店員さんたちは、ご近所のお母さんという感じの方が多く、それがとてもいい感じ。キッチンはマンダップ時代からいるネパール人コックさんもちらほら。みなさん楽しそうに働いていらっしゃって、こういうの職場が地域にあるのは大事だなあ、羨ましいなあと強く感じます。地域コミュニティのハブにもなっているみたいで集える場所があるというのは幸せなことだと思んですよね。いい空気が流れています。
食事を終えて、また少し畑で遊ばせてもらってね。
なにがうれしいっていちごを摘み。
いちごの季節の終わりですが「少し残ってるから遊んでいきな」っていってくださって。
某店店主息子氏は大根の収穫体験をしてニヤニヤしています。
フェンネルやカモミールを摘んだり楽しい農業体験をさせてもらってホクホクです。
一般の人にもそういうプログラムが用意されていますからね。
手軽なお値段で農体験ができるようになっていますよ。
ほかにもバーベキューができる林の中の施設があったので覗いたり、ニンニクの収穫時期なので乾燥させているハウスの中を見せていただいたりと良い体験ができました。
建屋に戻ってホッとしていると園主がカモミールティーをご馳走してくださいました。
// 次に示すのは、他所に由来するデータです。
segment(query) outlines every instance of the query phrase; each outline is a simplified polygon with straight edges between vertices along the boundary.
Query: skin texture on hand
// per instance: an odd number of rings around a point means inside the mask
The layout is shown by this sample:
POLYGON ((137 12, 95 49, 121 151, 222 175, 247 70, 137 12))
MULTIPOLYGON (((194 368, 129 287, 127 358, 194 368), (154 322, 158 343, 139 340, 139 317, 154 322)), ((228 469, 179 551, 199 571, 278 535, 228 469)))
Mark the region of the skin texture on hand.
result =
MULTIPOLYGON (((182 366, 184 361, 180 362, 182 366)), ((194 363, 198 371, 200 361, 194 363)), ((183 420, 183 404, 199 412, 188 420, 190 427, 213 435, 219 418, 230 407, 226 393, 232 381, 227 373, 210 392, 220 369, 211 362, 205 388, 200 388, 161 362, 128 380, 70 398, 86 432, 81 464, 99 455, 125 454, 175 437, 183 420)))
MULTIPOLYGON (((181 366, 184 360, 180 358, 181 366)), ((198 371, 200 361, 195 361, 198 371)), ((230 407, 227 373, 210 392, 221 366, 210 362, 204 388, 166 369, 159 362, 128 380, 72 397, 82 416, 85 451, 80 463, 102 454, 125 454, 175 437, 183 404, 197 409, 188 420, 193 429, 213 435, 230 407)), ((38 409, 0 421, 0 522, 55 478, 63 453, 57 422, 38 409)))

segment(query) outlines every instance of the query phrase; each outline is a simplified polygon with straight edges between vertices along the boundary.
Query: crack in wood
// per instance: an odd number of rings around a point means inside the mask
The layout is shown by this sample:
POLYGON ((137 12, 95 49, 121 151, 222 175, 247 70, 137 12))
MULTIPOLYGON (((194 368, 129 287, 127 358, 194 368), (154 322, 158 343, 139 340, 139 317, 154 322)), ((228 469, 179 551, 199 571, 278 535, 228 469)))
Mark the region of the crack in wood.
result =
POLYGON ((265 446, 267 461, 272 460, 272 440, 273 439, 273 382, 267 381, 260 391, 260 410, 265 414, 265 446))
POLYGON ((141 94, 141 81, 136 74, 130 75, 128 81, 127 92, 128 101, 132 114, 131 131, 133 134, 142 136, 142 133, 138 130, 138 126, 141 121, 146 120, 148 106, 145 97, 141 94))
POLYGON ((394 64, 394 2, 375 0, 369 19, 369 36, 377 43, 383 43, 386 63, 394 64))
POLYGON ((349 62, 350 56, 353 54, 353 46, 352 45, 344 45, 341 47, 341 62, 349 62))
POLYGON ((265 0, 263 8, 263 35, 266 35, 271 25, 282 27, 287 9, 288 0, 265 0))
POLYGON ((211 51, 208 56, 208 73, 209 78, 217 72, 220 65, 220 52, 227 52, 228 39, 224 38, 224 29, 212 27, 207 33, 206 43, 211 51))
ちょっとどうしていいのか、というくらいの素晴らしい香りです。
すかさずマダムに「これはお花だけ?生花だけ?」と聞くと、そうだよ、と事も無げ。うーん、なんということだ。
いま摘んできたお花にお湯を注いだだけで、この香り、この味、このリラックス。しばらく口がきけなかったよ。
たったそれだけでこんなにも豊かな香りのお茶が淹れられる。豊かなのは香りではないんだよ。この場所自身なんだよ。それを思い知ります。こういう贅沢が当たり前にあるのがこの農園なんだ。そうなのか、そうか。
産官学連携による循環型農業の試み。バイオマス法での発酵により独自生産される有機質堆肥使用で微生物が豊富なよい土と、そこから生み出される農作物。きちんとバックボーンが、理由があって、それが見える場所です。
なにを食べているのかわからない、その食べ物がどこからやってくるのかわからない、そういうものではない食べ物を、作っている現場で食べるという価値のある体験。そういうものを多くの人が経験してくれるといいと心から思っています。
カモミールティーを飲みながら、そんなことを考えました。
北海道、九州に行かずとも、カレーツーリズムは可能であっりました。強く感激しました。
あなたにも必ずいってほしいと思っています。